The Word walked away and the white guy said, “Hey…” For a minute he stood there alone, blinking and confused, but then Horace came back out of the building holding a crumpled-up paper bag. He dropped it in a garbage can, hissed “Yo” to get the customer’s attention, then walked away too. It took a few seconds for the guy to figure it out, but then he snatched up the bag and hustled off toward the street.

It was Strike’s idea to move the store to the benches at the edge of the projects. Whites were too scared of walking all the way in and copping their bottles while being surrounded by the towers, too scared that they wouldn’t make it back out. Working from the benches also made it a lot easier to spot the Fury when it rolled, especially when the knockos pulled a pincers move, trying to sneak attack from both sides at once.

Strike had suggested it to Rodney, Rodney saying, “Hey, you’re the man,” letting him run his own show as long as he moved half a kilo a week. And in six months on top out here, Strike had never failed to hit that figure, partly through his vigilant fretfulness, partly through marketing novelties like two-for-one Happy Hours, Jumbos, Redi Rocks and Starter Kits, but mainly because he understood that good product rules. People always knew who had it; all Strike had to do was not get greedy and step on Rodney’s bottles when they came in. That way he’d always have the best, because all the other lieutenants stretched out their re-ups by diluting the product. Strike counted on the greed, knowing it would drive all the pipe-heads right to him.

“Five-oh!” Peanut hissed, whirling, spinning on one foot.

Shit. Strike looked past Peanut to the street, saw the knockos still in the car and heard one of them, Crunch, calling to the white guy, “Hey, you!”

Strike looked to Horace and The Word, both of them flying back into the building. Strike sat tight, just watched as Crunch stepped out and escorted his grab to the rear of the Fury.

Blasting from the open door was some Rolling Stones garbage, one of the tapes the knockos played in order to get pumped up when they were hunting bounty.

Strike saw Spook and Ahmed walk away as if they had something to hide—wannabes, the only idiots who walked. He heard Big Chief still in the shotgun seat whisper into the hand radio: “Batman Hat guilty, Red Hat guilty.” Then Strike saw Smurf and Thumper sneaking up on foot from the Dumont side, closing the pincers, grabbing Spook and Ahmed and throwing them up against the chain fence.

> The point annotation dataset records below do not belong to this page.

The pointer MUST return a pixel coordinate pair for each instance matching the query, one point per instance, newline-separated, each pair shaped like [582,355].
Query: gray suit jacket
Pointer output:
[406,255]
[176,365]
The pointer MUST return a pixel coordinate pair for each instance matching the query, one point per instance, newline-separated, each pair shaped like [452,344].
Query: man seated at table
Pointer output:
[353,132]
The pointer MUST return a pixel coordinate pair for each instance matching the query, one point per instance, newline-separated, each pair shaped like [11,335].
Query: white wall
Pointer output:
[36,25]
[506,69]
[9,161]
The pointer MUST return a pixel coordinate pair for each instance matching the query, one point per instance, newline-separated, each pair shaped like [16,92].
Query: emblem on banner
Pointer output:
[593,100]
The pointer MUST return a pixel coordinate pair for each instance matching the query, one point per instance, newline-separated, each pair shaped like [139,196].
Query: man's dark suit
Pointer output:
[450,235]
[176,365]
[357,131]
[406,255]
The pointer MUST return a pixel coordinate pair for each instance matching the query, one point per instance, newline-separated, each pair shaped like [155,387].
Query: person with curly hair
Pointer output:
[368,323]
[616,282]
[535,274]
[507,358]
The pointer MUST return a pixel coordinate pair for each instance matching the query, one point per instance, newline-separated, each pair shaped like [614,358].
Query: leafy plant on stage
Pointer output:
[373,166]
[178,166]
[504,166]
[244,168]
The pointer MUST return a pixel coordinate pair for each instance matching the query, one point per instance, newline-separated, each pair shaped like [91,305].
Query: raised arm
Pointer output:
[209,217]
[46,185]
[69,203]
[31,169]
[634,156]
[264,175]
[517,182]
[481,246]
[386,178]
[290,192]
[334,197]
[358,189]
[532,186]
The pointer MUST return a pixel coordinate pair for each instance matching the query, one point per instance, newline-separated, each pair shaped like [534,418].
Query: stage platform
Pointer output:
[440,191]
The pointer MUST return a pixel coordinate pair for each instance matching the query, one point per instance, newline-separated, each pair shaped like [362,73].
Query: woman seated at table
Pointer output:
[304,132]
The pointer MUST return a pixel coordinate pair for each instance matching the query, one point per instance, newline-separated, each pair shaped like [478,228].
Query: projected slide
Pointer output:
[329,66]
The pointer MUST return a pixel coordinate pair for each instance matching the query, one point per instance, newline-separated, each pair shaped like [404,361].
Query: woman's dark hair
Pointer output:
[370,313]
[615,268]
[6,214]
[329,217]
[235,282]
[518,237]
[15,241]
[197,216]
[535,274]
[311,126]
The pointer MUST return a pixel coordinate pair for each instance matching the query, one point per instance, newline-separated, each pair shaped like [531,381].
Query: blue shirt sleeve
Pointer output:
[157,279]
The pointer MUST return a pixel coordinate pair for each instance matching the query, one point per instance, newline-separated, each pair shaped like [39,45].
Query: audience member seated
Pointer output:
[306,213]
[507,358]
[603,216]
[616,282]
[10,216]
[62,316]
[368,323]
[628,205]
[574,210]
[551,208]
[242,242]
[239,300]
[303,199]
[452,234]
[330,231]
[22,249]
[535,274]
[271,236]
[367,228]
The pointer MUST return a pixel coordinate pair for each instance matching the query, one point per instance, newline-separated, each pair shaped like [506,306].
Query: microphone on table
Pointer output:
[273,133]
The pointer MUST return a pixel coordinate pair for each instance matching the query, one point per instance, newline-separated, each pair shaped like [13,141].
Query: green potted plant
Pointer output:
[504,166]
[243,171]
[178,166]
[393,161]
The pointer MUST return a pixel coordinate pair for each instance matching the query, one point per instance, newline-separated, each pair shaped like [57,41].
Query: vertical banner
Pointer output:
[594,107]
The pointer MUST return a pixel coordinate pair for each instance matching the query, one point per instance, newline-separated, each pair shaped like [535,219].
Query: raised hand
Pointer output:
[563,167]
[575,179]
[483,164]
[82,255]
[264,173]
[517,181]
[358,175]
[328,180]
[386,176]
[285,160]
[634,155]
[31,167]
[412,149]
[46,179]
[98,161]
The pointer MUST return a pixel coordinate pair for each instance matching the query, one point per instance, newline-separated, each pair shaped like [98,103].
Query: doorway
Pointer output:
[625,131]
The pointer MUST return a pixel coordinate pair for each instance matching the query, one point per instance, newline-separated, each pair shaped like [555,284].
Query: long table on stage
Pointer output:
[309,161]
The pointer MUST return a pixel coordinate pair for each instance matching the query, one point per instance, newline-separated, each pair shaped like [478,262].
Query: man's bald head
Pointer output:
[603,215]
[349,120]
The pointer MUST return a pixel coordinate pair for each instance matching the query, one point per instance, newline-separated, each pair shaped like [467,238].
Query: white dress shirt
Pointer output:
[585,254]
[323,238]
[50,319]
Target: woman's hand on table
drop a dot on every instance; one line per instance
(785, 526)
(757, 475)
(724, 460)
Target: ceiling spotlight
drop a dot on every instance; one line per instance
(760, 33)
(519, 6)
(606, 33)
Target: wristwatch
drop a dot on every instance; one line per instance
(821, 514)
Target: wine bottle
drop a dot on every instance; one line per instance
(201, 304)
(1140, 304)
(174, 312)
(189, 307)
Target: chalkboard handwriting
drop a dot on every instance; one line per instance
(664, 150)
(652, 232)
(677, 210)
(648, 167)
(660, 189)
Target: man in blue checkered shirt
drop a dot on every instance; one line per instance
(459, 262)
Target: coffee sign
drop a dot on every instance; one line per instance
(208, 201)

The white guy was pleading with Crunch, yammering, “Oh Jesus, oh Jesus, look listen I’m, look listen,” then babbling on about how he was a caulker, how he just got the job this week.

Crunch began cutting a deal right on the street, and Strike heard him say something about “just a desk appearance if you ID the kid who served you.” The white guy was barely able to talk, wanting to say so much so fast. He called The Word “stocky” instead of fat: “Stocky kid in a St. Louis Cardinals cap, Officer.” Officer, like he was in the army.

Strike, hunched over on his perch, watched Thumper press a splayed palm on Ahmed’s chest, saying, “What’s up, Yo? Where you going?,” saying it with that honking street lisp he liked to use. Trembling and pop-eyed as if he was really holding, Ahmed squeaked back, “I ain’t going nowhere, Thumper!”

“Whatta you so nervous about, Home?” Thumper was already in his pockets, shaking out the snotrag, scrabbling through his vinyl wallet.

“I ain’t nervous!” Ahmed sounded like a fire alarm at noon.

“Ya ain’t nervous? Feel ya heart!” Thumper squawked, moving his hand on Ahmed’s chest,
whump whump,
as if it was pulsing. He pulled out Ahmed’s money—two dollars, a real big-time gangster—then put the bills back in Ahmed’s pocket and pulled off his Batman hat, checking inside before flipping it over the fence, into the grass.

Big Chief was giving Peanut the same drill, while Smurf sniffed around the benches, picking up paper bags and looking for bottles, rooting around in the garbage cans like a bum. They all looked like bums, except they were healthy bums, six-foot, two-hundred-pound white bums with lead saps and Clock Nineteens on their hips.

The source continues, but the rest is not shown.